Behind every superhero is a support team, and villains are no different. From hired muscle (or "meat") to research and development to data entry, every villain needs henchpeople to keep the wheels of their various schemes rolling. Anna had been temping as a hench for years, generally for low-level baddies, when she wound up working for Electric Eel - which is how she found herself on the wrong side of a casual backhand from invulnerable hero Supercollider. The blow shattered her leg, leaving her in permanent pain, and cost her her job. The incident left her numbers-focused mind obsessed with how many other people, from low-level henches like herself to completely innocent bystanders, have had their lives ruined by the so-called good guys, for all that their PR teams hush up talk of collateral damage. The results astound her: the average hero's collateral damage is on par with a natural disaster, and none are nearly as destructive as the lauded hero Supercollider himself. As Anna's research gains notoriety through her blog, she comes to the attention of Leviathan, the legendary supervillain. With his backing and blessing, she develops a scheme of her own: using spreadsheets and data processing and statistics to meddle with the heroes' daily lives and reputations, she will get her revenge on the one-man hurricane of destruction named Supercollider. But villainy, even justified villainy, never comes without cost, and Anna is about to learn the hard way just how much she still has to lose.

Review

Hench isn't the first story to explore and subvert popular tropes of heroes and villains and how blurry the line between the two can become, with monsters hiding behind capes and public adoration. It also isn't the first to explore the life of an office lackey. Walschots brings darkly subversive humor to bear on the subject, with office politics and struggling temp workers who don't really care that their bosses are technically evil so long as the pay and benefits are good. When Anna's life is ruined by a heroic encounter, she starts examining her employers' enemies as something other than a nuisance to her struggling career, determining the ultimate cost of heroism to be far greater than the damage done by the villains they purport to oppose - especially when one takes into account how many villains are created as direct results of poor interactions with heroes. Anna claims to have given up any youthful ambitions toward supervillainy herself, but it's clear that her encounter with Supercollider has provided the necessary spark, even as Leviathan feeds that spark with near-unlimited resources as he pursues his own vendetta against the hero. The more one sees behind the masks, the more one comes to see Anna's point, even if the means by which she pursues her goals are generously described as gray.

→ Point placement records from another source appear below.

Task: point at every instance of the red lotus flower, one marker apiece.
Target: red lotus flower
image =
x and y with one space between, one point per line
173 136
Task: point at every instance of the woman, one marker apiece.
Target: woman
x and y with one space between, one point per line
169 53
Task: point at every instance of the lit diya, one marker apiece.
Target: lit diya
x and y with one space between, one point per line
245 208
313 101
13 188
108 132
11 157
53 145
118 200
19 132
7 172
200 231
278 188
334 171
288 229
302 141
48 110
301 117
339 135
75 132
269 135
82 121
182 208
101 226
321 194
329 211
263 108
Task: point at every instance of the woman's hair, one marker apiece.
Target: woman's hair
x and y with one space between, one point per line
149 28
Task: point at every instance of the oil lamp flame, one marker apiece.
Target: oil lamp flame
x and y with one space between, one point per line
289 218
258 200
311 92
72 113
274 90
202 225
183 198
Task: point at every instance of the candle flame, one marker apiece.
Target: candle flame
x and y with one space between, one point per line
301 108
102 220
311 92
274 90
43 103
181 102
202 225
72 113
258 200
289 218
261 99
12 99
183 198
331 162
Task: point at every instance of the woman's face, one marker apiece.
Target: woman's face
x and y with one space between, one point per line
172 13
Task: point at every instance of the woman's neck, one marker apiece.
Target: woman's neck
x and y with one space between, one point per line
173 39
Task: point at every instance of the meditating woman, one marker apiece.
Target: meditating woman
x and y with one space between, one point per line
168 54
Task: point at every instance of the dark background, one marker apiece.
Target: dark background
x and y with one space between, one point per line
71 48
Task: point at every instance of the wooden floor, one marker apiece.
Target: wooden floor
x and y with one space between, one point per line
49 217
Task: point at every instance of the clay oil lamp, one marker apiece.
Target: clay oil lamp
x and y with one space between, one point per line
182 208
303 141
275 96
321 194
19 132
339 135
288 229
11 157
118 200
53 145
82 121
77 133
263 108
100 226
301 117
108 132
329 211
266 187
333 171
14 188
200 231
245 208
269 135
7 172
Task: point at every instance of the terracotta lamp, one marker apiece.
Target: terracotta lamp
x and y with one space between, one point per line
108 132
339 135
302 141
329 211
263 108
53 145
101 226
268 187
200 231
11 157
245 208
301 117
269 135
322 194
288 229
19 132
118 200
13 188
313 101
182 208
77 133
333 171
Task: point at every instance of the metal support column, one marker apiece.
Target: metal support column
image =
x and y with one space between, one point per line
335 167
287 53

The reason this book dropped in the ratings has a little to do with a sense of meandering that settles in once the premise becomes clear, but more to do with the final third or so of the book, when the big encounter goes awry and Anna is left to pick up the pieces and pursue justice (or revenge) on her own. The climax itself has an unsettling, drawn out and grotesque element to it that I found increasingly repulsive the longer it drug on, grinding my virtual face in its depravity. The finale also failed to provide the emotional catharsis the story had been building toward; it felt more like it was almost (but not quite) setting up a sequel than anything else, ending on a vaguely unsatisfying tone where one wonders whether anyone learned or gained anything from the whole affair... which I suppose may well have been the overall point, the futility of fighting evil with evil and the unsatisfactory feeling when one realises one's many sacrifices haven't bought you at all what you were hoping for, but which still left me cold. I did enjoy several parts of this tale, and understand what Walschots was going for; it just left me too unsatisfied and repulsed by the end for me to say I enjoyed the experience.